Rust release built web executable when run standalone supports less number of requests

hi there,

I am fairly new to Rust and just started creating some Rust actix-web apps to compare with the Java Spring Boot app. My test is a CRUD operation against a Cassandra database.

At the moment, I am testing both apps locally on my Macbook Pro. For Spring boot app, it runs with the command "Java -jar the-java-app.jar". It can take 1000+ virtual users with no problem.

For the Rust app, I found something which is only unique to Rust. if I use cargo run to start the application, it works as expected, It will take 1000+ virtual users, and the performance is slightly better than Spring Boot, which is expected.

However, if I directly run the executable under the target/release folder to start the app, then the Rust app only can take about 200 virtual users. If I add more load, it'll start throwing the "connection reset by peer" error. I tried "cargo build --release" and with or without "--target x86_64-apple-darwin", the result is the same.
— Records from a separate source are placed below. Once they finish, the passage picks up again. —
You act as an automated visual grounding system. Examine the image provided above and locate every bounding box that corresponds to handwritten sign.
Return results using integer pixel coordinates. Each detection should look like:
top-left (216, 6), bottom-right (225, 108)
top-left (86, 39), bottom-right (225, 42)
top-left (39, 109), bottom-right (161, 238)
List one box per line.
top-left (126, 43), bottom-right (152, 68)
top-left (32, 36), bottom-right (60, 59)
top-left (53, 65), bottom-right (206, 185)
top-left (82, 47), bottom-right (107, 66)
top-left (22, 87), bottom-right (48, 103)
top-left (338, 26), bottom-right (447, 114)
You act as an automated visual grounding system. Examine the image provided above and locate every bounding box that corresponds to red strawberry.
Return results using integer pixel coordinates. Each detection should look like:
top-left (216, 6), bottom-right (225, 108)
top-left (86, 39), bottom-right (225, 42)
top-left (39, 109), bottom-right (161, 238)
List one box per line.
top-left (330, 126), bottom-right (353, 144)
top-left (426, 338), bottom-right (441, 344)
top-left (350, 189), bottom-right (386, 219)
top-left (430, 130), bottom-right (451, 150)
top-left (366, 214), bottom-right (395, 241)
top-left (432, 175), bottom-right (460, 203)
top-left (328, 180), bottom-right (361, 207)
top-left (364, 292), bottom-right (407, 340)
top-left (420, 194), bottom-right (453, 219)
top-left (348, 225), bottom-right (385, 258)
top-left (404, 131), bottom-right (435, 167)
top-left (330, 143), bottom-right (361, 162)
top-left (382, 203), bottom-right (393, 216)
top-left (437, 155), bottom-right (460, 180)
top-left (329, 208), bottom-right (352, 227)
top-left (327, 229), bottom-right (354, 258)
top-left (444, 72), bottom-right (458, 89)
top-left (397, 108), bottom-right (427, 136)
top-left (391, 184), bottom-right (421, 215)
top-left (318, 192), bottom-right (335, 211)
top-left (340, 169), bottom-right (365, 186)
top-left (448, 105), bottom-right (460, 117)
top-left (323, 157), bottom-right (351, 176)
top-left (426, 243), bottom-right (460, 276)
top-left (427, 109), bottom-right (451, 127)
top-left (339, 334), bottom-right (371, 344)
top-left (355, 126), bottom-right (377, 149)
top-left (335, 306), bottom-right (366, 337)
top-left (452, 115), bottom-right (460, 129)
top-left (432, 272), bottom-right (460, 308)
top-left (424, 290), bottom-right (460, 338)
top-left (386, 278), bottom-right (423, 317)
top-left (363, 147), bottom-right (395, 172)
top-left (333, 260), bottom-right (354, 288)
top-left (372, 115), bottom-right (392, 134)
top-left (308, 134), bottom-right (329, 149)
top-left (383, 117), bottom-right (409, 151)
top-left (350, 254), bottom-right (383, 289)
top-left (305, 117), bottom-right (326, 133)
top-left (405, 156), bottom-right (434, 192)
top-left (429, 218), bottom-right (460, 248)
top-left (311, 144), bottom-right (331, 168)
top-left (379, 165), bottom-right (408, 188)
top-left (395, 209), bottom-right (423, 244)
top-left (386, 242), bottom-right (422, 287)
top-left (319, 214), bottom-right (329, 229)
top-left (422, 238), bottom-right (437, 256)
The reason this is a concern is that when I deploy the Rust app, I will start the Rust app with just the executable as many online posts suggested. A sample dockerfile is as the following:

FROM rust:1.63.0 as builder
WORKDIR /app
...
RUN cargo build --release --target x86_64-unknown-linux-gnu
FROM debian:bullseye-slim
COPY --from=builder /app/.../release/rustapp /usr/local/bin/rustapp
CMD ["rustapp"]

So, I have a few questions,
Will this container also have the limitation that I have observed from my local laptop? Is this a concern for running this in a container on Kubernetes? if so, what is the configuration to fix the issue?
Am I missing something on my local settings to run Rust standalone app? Is there a way to let the Rust app utilize more resources to support more loads like "cargo run" can do?

Thanks,

Which throws the error? Your web server or the application you're using to test?

the web server.

That's an indication the problem lies with the test application.

I wonder if this is caused by macos firewall rules.

I seem to recall getting a prompt to "Accept incoming connections for cargo?" when using cargo run... not entirely sure.
But this wouldn't explain why it accepts 200 connections, then cancels the remaining exception.

Thinking it might be macos handling the "constantly changing executable" in the build dir differently from the "cargo" parent executable of the working cargo run method.

Might be worth a try inside docker, to see how macos handles that?

danjl1100, yes, I just did a test to run it on my local docker as a ubuntu 20.04 container, and no 200 vu limitation there, and no problem supporting the higher load. I also deployed to a kubernetes cloud and no problem there either.

so the issue is only with the standalone compiled executable. it is acceptable as long as running in the container doesn't have the same limitation.